When a miner finds a block (which happens approximately once every 10 minutes), they are awarded with new BTC (12.5 BTC per block at the moment, reduces by factors of two over time, eventually going to zero sometime around the year 2140), as well as the Tx fees associated with all the transactions included in that block.

Philosophy, or rather "the way it's being used", yes. But the technology (program code) behind it hasn't changed, right?
The code itself changes, Bitcoin core software is still being updated. In some cases, where people don't agree on an update, a hard fork is created. This is how Bitcoin Cash (BCH) came into existence. Supporters believed in increasing block size in attempt to increase transaction throughput, as they felt that not doing so favored treating BTC as an investment (i.e. digital gold) rather than a transactional currency. Many people disagreed with the proposed changes, and that group continued without the changes (Bitcoin), with a new fork with the changes implemented became BCH.
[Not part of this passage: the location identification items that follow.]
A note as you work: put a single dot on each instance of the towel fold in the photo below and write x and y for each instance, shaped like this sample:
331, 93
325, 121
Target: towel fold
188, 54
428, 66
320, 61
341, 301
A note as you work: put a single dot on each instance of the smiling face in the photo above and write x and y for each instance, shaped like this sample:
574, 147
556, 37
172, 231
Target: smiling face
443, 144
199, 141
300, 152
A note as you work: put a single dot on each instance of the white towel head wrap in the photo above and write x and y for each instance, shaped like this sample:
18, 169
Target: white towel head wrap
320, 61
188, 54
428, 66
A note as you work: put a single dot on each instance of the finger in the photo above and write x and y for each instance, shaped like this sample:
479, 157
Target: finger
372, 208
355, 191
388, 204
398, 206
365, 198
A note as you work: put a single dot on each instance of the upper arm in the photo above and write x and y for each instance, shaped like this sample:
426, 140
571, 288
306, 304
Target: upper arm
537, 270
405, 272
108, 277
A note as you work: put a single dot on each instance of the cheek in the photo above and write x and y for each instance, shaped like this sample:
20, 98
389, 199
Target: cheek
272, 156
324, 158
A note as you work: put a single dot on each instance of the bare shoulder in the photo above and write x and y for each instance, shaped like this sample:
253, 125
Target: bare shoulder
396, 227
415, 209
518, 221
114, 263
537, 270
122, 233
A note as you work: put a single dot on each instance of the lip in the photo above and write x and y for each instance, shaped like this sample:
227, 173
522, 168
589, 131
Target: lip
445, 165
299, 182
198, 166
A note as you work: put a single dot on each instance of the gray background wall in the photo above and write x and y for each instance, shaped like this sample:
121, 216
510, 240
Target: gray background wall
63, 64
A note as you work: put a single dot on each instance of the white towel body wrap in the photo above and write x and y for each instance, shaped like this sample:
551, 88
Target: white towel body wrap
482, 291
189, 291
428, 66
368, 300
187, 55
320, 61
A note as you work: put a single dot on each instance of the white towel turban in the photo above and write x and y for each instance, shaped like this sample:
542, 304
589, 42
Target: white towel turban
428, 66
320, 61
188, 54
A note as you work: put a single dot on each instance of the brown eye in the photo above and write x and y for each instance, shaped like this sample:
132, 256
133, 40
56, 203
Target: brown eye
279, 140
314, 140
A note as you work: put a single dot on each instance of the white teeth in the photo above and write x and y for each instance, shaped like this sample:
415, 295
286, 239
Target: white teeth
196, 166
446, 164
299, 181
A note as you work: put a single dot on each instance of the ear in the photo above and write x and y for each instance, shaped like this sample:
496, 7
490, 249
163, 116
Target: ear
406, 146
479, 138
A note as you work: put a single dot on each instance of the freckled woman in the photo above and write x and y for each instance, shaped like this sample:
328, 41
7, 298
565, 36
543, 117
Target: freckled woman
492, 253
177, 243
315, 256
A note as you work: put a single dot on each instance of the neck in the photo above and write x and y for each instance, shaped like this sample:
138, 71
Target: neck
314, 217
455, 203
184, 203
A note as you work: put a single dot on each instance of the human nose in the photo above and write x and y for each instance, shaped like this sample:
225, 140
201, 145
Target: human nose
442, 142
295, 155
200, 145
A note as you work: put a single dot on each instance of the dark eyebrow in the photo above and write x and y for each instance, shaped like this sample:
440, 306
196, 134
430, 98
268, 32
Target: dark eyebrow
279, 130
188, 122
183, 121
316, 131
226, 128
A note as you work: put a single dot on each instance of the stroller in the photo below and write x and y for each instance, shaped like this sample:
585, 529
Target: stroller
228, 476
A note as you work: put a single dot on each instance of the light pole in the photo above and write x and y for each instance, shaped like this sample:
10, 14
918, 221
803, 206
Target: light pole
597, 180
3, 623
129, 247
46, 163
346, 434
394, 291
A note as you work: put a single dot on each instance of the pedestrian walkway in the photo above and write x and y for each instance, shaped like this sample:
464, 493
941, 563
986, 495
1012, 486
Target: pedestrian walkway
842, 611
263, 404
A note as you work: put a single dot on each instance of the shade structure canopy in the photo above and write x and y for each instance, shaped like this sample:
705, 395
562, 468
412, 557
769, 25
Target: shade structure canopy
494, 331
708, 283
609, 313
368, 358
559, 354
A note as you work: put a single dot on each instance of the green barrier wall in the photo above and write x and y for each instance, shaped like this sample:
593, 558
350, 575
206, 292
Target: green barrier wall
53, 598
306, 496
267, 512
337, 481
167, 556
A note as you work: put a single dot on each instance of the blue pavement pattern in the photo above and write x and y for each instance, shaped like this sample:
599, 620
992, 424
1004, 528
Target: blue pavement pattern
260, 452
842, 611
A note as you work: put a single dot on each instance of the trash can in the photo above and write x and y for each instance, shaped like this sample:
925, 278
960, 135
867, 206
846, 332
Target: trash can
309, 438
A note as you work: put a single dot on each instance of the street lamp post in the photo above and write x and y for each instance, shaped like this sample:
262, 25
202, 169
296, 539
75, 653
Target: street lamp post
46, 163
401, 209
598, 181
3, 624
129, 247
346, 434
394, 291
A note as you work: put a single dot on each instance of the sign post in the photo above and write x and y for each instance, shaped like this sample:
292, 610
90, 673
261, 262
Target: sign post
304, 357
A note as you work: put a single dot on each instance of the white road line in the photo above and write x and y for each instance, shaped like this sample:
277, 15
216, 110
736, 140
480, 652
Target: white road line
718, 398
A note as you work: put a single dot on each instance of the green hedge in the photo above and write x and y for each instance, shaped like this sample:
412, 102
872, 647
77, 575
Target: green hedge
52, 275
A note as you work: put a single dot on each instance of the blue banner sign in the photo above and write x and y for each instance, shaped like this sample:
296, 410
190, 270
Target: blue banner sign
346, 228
A big factor preventing BTC from functioning as cash is that the technology can't really handle that sort of volume (at least for now), due to limitations on transaction throughput (and as a result slow transactions and high Tx fees). The "philosophy" aspect I mentioned is that at least some people in the BTC community seem to think that those limitations aren't really issues, or at least not issues that are a high priority to address. In contrast to someone who wants BTC to be used as digital cash, for whom issues of scalability and throughput would be considered a top concern.

I also think the deflationary nature of BTC lends itself more to a store of value than a transactional currency.